Braune und weiße Legehennen im Freien.

Die betroffene Haltung bestand aus 28 Hühnern. (Symbolbild) (Bildquelle: pixabay.com/Capri23auto)

Bei einer privaten Hühnerhaltung im Bezirk Urfahr-Umgebung wurde am Mittwoch die hochpathogene Form der Geflügelinfluenza (H5N8) bestätigt. Das teilte das Amt der OÖ Landesregierung in einer Aussendung mit. Die betroffene Haltung bestand aus 28 Hühnern, von denen ein Großteil verendet ist. Für die noch vorhandenen Hühner wird von der Bezirkshauptmannschaft die Tötung angeordnet, ebenso für zwei (kleine) Kontakthaltungen in direkter Nachbarschaft. Auf Nachfrage von top agrar Österreich, handelt es sich bei allen betroffenen Betrieben um private Haltungen und somit um keine Landwirte.

Keine Schutzzone nötig

Da mit der Tötung und Desinfektion vor Ort auch die Gefahr der Weiterverbreitung unterbunden ist, muss beim Auftreten in einer kleinen Privathaltung wie im gegenständlichen Fall auch keine Schutzzone errichtet werden. Die Geflügelhalter sind aber aufgerufen, einen Verdacht umgehend bei der zuständigen Bezirkshauptmannschaft zu melden.

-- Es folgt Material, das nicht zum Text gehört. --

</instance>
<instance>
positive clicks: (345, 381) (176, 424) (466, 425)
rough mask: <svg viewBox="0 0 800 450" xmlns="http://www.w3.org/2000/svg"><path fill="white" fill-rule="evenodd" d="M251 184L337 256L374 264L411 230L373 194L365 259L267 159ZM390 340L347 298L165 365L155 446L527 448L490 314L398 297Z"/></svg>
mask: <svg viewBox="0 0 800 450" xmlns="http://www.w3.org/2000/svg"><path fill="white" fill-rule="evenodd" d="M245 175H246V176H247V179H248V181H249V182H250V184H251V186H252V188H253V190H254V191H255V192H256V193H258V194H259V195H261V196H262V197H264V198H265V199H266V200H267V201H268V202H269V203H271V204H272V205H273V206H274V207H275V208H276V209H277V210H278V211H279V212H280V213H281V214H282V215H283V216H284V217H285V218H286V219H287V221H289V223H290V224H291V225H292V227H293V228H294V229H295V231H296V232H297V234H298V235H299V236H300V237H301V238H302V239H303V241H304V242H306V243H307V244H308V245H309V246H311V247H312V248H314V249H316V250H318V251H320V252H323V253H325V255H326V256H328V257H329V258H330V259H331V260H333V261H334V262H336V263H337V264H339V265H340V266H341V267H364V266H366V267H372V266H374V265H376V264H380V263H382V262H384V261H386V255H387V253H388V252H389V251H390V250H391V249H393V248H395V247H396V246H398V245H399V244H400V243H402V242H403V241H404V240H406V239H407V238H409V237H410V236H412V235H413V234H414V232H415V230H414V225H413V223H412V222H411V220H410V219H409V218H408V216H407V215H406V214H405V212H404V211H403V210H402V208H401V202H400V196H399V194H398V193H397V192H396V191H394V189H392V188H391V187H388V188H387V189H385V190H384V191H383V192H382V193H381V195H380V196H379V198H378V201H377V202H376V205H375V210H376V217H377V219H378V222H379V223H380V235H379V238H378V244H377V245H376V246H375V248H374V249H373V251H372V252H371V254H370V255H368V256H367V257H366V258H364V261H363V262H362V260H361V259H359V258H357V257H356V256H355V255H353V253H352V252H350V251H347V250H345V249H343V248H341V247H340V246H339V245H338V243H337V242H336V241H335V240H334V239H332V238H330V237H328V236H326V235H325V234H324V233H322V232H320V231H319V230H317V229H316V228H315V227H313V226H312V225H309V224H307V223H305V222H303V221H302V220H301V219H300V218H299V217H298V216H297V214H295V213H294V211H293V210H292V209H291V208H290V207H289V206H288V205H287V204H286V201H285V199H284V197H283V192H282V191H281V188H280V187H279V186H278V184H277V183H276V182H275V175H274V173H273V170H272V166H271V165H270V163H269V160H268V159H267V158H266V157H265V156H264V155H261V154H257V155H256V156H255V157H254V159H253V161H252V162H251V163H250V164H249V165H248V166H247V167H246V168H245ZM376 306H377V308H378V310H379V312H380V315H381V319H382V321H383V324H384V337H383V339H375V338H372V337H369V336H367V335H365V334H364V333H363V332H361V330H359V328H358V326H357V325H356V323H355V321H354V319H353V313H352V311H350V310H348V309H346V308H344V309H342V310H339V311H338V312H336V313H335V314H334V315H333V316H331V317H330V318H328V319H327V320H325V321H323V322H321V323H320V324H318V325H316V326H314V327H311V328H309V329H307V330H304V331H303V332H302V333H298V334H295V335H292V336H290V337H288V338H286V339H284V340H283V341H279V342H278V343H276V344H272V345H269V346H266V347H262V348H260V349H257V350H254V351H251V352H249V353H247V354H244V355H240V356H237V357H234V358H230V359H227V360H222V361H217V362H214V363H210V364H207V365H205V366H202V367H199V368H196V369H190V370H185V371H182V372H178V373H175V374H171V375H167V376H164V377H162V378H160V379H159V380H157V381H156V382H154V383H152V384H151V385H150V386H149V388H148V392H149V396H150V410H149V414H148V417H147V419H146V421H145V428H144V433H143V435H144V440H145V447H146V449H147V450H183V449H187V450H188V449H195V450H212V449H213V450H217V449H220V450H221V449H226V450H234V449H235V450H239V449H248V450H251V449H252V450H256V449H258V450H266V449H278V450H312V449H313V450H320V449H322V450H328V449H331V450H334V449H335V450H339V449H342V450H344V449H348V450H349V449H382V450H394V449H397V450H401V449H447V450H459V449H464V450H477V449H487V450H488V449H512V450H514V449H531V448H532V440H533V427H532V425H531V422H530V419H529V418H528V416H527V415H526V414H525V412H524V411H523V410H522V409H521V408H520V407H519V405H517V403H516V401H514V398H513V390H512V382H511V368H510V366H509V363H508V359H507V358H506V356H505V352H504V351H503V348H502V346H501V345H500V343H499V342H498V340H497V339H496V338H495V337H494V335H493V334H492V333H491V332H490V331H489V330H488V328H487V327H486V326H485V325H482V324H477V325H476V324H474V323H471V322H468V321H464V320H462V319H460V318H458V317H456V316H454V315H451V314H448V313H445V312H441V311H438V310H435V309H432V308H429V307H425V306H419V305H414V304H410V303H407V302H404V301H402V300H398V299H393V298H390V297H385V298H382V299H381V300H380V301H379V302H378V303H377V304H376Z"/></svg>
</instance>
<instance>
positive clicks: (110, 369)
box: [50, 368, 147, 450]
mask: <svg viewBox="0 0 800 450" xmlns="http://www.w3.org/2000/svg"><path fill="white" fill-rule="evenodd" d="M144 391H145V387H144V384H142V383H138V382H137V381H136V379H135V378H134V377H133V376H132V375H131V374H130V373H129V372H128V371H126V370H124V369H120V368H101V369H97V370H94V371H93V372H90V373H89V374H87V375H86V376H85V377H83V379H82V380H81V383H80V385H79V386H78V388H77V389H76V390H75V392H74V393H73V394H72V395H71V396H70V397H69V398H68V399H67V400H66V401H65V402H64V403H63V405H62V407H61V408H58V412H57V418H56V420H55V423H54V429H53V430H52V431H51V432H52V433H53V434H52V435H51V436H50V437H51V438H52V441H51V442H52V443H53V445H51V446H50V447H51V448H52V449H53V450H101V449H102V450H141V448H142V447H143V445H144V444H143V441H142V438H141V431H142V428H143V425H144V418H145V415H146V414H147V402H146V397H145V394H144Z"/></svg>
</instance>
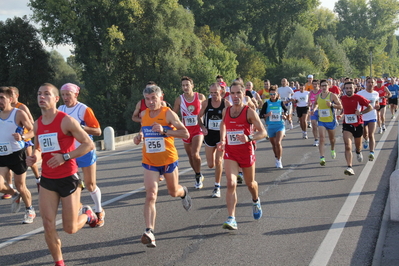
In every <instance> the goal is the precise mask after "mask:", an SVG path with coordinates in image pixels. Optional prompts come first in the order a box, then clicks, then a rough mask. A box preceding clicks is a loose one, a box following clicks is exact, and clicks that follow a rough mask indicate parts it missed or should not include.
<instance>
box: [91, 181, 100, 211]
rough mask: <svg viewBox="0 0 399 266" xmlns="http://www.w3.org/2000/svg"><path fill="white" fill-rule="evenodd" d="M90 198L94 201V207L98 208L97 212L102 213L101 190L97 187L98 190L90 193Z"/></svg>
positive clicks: (96, 189)
mask: <svg viewBox="0 0 399 266" xmlns="http://www.w3.org/2000/svg"><path fill="white" fill-rule="evenodd" d="M90 196H91V198H92V199H93V201H94V207H95V208H96V212H101V211H102V208H101V190H100V188H99V187H97V186H96V188H95V189H94V190H93V192H90Z"/></svg>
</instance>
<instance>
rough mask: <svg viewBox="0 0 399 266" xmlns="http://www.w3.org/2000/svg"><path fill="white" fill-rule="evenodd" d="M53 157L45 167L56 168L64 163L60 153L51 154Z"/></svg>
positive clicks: (48, 162)
mask: <svg viewBox="0 0 399 266" xmlns="http://www.w3.org/2000/svg"><path fill="white" fill-rule="evenodd" d="M51 155H52V156H53V157H52V158H51V159H50V160H48V161H47V165H48V166H49V167H51V168H56V167H58V166H60V165H62V164H64V163H65V160H64V157H63V156H62V154H61V153H51Z"/></svg>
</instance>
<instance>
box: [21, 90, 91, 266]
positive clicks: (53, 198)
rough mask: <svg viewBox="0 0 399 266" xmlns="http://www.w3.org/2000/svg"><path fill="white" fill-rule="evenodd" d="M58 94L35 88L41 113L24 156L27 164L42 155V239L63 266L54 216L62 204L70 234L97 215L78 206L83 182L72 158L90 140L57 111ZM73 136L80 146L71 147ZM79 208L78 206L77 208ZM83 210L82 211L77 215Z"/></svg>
mask: <svg viewBox="0 0 399 266" xmlns="http://www.w3.org/2000/svg"><path fill="white" fill-rule="evenodd" d="M59 99H60V96H59V92H58V89H57V88H56V87H55V86H54V85H52V84H50V83H44V84H43V85H41V86H40V88H39V90H38V96H37V100H38V104H39V107H40V109H41V112H42V116H40V117H39V119H38V120H36V122H35V124H34V131H35V148H34V150H33V155H32V156H28V157H27V159H26V162H27V164H28V166H30V165H33V164H34V163H36V161H37V160H38V158H39V156H41V157H42V176H41V179H40V187H41V188H40V193H39V208H40V216H41V217H42V220H43V227H44V238H45V240H46V243H47V246H48V248H49V250H50V253H51V255H52V257H53V259H54V262H55V265H56V266H63V265H65V264H64V258H63V256H62V251H61V239H60V237H59V235H58V233H57V227H56V218H57V217H56V216H57V212H58V206H59V203H60V201H61V205H62V226H63V229H64V231H65V232H66V233H68V234H74V233H76V232H78V231H79V229H81V228H82V227H83V226H84V225H85V224H86V223H87V224H89V225H90V226H91V227H94V226H95V225H96V224H97V216H96V215H95V213H94V212H93V211H92V209H91V208H90V206H83V208H82V207H81V205H80V194H81V191H82V187H83V183H82V181H81V180H80V179H79V176H78V174H77V173H78V166H77V164H76V161H75V160H74V159H75V158H77V157H80V156H82V155H84V154H86V153H87V152H89V151H90V150H92V149H93V148H94V144H93V141H92V140H91V139H90V138H89V136H88V135H87V133H86V132H85V131H84V130H83V129H82V128H81V126H80V125H79V123H78V122H77V121H76V120H75V119H74V118H72V117H70V116H68V115H67V114H65V113H63V112H61V111H59V110H57V107H56V104H57V102H58V101H59ZM75 139H76V140H77V141H79V143H80V146H79V147H78V148H76V149H75V145H74V143H75ZM79 208H82V209H81V211H80V210H79ZM79 213H83V214H79Z"/></svg>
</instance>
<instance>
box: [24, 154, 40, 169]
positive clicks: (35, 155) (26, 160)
mask: <svg viewBox="0 0 399 266" xmlns="http://www.w3.org/2000/svg"><path fill="white" fill-rule="evenodd" d="M25 161H26V165H27V166H29V167H30V166H32V165H34V164H35V163H36V161H37V157H36V155H32V156H26V160H25Z"/></svg>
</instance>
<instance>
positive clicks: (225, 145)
mask: <svg viewBox="0 0 399 266" xmlns="http://www.w3.org/2000/svg"><path fill="white" fill-rule="evenodd" d="M225 146H226V145H225V143H224V141H220V142H218V143H216V147H217V149H218V151H224V148H225Z"/></svg>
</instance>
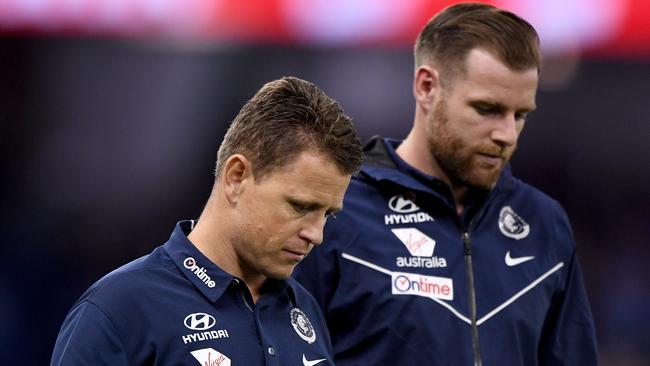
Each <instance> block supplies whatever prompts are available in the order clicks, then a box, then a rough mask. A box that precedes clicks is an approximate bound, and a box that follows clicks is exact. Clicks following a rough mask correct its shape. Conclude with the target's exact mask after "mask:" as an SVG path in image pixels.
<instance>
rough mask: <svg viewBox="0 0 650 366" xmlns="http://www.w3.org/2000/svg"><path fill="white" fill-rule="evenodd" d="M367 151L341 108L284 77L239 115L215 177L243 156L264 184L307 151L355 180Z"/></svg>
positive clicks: (276, 82) (263, 91) (303, 80)
mask: <svg viewBox="0 0 650 366" xmlns="http://www.w3.org/2000/svg"><path fill="white" fill-rule="evenodd" d="M362 150H363V146H362V144H361V141H360V140H359V137H358V136H357V133H356V130H355V128H354V125H353V124H352V120H351V118H350V117H348V116H347V115H346V114H345V113H344V111H343V109H342V108H341V106H340V105H339V103H338V102H336V101H335V100H334V99H332V98H330V97H329V96H327V95H326V94H325V93H324V92H323V91H322V90H321V89H319V88H318V87H317V86H316V85H314V84H312V83H310V82H308V81H305V80H302V79H299V78H296V77H284V78H281V79H278V80H275V81H272V82H269V83H267V84H266V85H264V86H263V87H262V88H261V89H260V90H259V91H258V92H257V93H256V94H255V95H254V96H253V98H251V100H249V101H248V102H247V103H246V104H245V105H244V106H243V107H242V109H241V110H240V111H239V114H238V115H237V117H235V119H234V121H233V122H232V124H231V125H230V127H229V128H228V131H227V132H226V135H225V137H224V140H223V143H222V144H221V147H220V148H219V154H218V156H217V164H216V169H215V175H216V176H217V177H218V176H219V175H220V174H221V171H222V169H223V166H224V164H225V162H226V160H228V158H229V157H231V156H232V155H234V154H242V155H244V156H246V157H247V158H248V159H249V160H250V161H251V163H252V165H253V172H254V175H255V179H256V180H259V179H262V178H263V177H264V176H265V175H267V174H268V173H270V172H272V171H273V169H275V168H278V167H282V166H286V165H287V164H289V163H291V162H292V161H293V160H294V159H295V158H297V157H298V156H299V155H300V154H301V153H302V152H305V151H312V152H315V153H319V154H322V155H323V156H325V157H327V158H329V159H331V160H332V162H334V163H335V164H336V165H337V166H338V167H339V169H340V170H341V172H343V173H344V174H352V173H354V172H356V171H357V170H358V169H359V168H360V166H361V163H362V161H363V152H362Z"/></svg>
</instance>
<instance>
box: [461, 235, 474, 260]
mask: <svg viewBox="0 0 650 366" xmlns="http://www.w3.org/2000/svg"><path fill="white" fill-rule="evenodd" d="M463 248H464V249H465V255H468V256H471V255H472V242H471V241H470V238H469V232H467V231H465V232H464V233H463Z"/></svg>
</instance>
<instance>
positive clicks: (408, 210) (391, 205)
mask: <svg viewBox="0 0 650 366" xmlns="http://www.w3.org/2000/svg"><path fill="white" fill-rule="evenodd" d="M388 207H390V209H391V210H393V211H395V212H399V213H411V212H414V211H417V210H419V209H420V208H419V207H418V206H417V205H416V204H415V203H413V201H411V200H410V199H408V198H404V196H402V195H401V194H400V195H397V196H393V197H391V199H390V200H389V201H388Z"/></svg>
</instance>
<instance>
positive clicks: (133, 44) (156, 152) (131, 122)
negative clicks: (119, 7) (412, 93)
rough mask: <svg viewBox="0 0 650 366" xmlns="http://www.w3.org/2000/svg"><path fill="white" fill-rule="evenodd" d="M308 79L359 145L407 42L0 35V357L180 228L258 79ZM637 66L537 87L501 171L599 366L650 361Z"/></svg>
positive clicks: (648, 208)
mask: <svg viewBox="0 0 650 366" xmlns="http://www.w3.org/2000/svg"><path fill="white" fill-rule="evenodd" d="M283 75H296V76H299V77H302V78H305V79H308V80H311V81H313V82H315V83H316V84H318V85H319V86H321V87H322V88H323V89H324V90H325V91H326V92H327V93H328V94H329V95H331V96H332V97H334V98H336V99H338V100H339V101H340V102H341V104H342V105H343V106H344V108H345V109H346V111H347V112H348V114H350V115H351V116H352V117H354V118H355V120H356V123H357V126H358V129H359V132H360V133H361V135H362V136H363V137H364V138H367V137H369V136H371V135H373V134H383V135H388V136H393V137H397V138H402V137H404V136H405V134H406V132H407V131H408V129H409V128H410V124H411V121H412V116H413V108H414V107H413V101H412V96H411V78H412V61H411V54H410V50H408V49H388V50H381V49H353V50H352V49H328V50H322V49H286V48H269V47H266V48H258V47H247V48H245V47H241V46H239V47H229V46H223V45H211V44H200V43H194V44H187V43H185V44H181V43H164V42H144V41H141V42H136V41H118V40H83V39H69V40H63V39H0V178H1V179H0V223H1V225H2V226H1V228H0V258H2V266H0V364H1V365H14V364H27V365H44V364H47V363H49V356H50V353H51V350H52V346H53V344H54V340H55V337H56V334H57V333H58V330H59V327H60V325H61V323H62V321H63V318H64V317H65V314H66V312H67V311H68V310H69V308H70V307H71V306H72V304H73V303H74V302H75V301H76V299H77V298H78V297H79V296H80V295H81V293H82V292H83V291H84V290H85V289H86V288H87V287H88V286H89V285H90V284H92V283H93V282H94V281H96V280H97V279H99V278H100V277H101V276H103V275H104V274H106V273H107V272H109V271H110V270H112V269H114V268H116V267H117V266H119V265H121V264H123V263H126V262H128V261H130V260H131V259H134V258H136V257H138V256H141V255H144V254H146V253H148V252H149V251H151V250H152V249H153V248H154V247H155V246H157V245H159V244H161V243H163V242H164V241H165V240H166V238H167V237H168V235H169V233H170V232H171V230H172V228H173V226H174V224H175V222H176V221H177V220H180V219H185V218H196V217H197V216H198V214H199V213H200V211H201V208H202V205H203V204H204V201H205V200H206V199H207V196H208V194H209V192H210V189H211V186H212V179H213V177H212V169H213V165H214V160H215V158H216V151H217V148H218V146H219V143H220V142H221V139H222V138H223V134H224V132H225V129H226V127H227V125H228V122H229V121H230V120H231V119H232V118H233V117H234V116H235V115H236V113H237V111H238V110H239V108H240V107H241V106H242V105H243V103H244V102H245V101H246V100H247V99H248V98H250V97H251V96H252V95H253V94H254V92H255V91H256V90H257V89H258V88H259V87H261V85H262V84H263V83H265V82H267V81H270V80H272V79H276V78H278V77H280V76H283ZM649 85H650V62H647V63H642V62H624V61H612V60H610V61H602V60H601V61H594V60H592V61H585V60H582V61H580V63H579V64H578V67H577V69H576V72H575V74H574V75H573V77H572V78H571V79H569V80H568V81H567V82H566V83H565V86H564V87H562V88H558V87H557V86H556V87H555V88H552V89H548V88H547V89H542V90H541V91H540V93H539V94H538V101H537V104H538V107H539V108H538V110H537V111H536V112H535V113H534V114H533V115H532V116H531V117H530V118H529V121H528V124H527V127H526V129H525V131H524V133H523V135H522V137H521V139H520V147H519V150H518V153H517V155H515V158H514V160H513V170H514V172H515V174H517V175H518V176H520V177H521V178H523V179H524V180H526V181H528V182H529V183H531V184H533V185H535V186H538V187H539V188H541V189H542V190H544V191H546V192H547V193H549V194H550V195H552V196H553V197H555V198H556V199H558V200H559V201H560V202H561V203H562V204H563V205H564V206H565V208H566V209H567V211H568V213H569V215H570V217H571V219H572V222H573V224H574V229H575V234H576V237H577V240H578V245H579V255H580V258H581V261H582V266H583V271H584V275H585V281H586V284H587V288H588V292H589V296H590V299H591V303H592V309H593V312H594V316H595V318H596V322H597V327H598V328H597V330H598V335H599V342H600V350H601V357H602V365H617V366H618V365H647V364H649V363H650V336H649V333H650V332H649V331H648V329H650V314H648V309H650V284H649V281H648V278H650V268H649V266H647V265H646V264H645V260H646V258H648V257H649V252H650V250H649V249H648V245H647V244H648V238H650V210H649V207H650V174H649V173H648V169H649V168H650V144H649V142H650V110H649V106H650V92H649V91H648V90H649V89H648V86H649Z"/></svg>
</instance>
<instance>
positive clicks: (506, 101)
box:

Heuer sind in Österreich vom 4. Februar bis 19. März 2021 insgesamt 30 Geflügelpest-Infektion festgestellt worden. Diese betrafen nur Wildvögel. Am 28. April wurden außerdem die Risikogebiete für Geflügelpest vom Gesundheitsministerium aufgehoben.

Die Geflügelpest stellt für den Menschen keine Gefahr dar und wird nicht über Lebensmittel übertragen.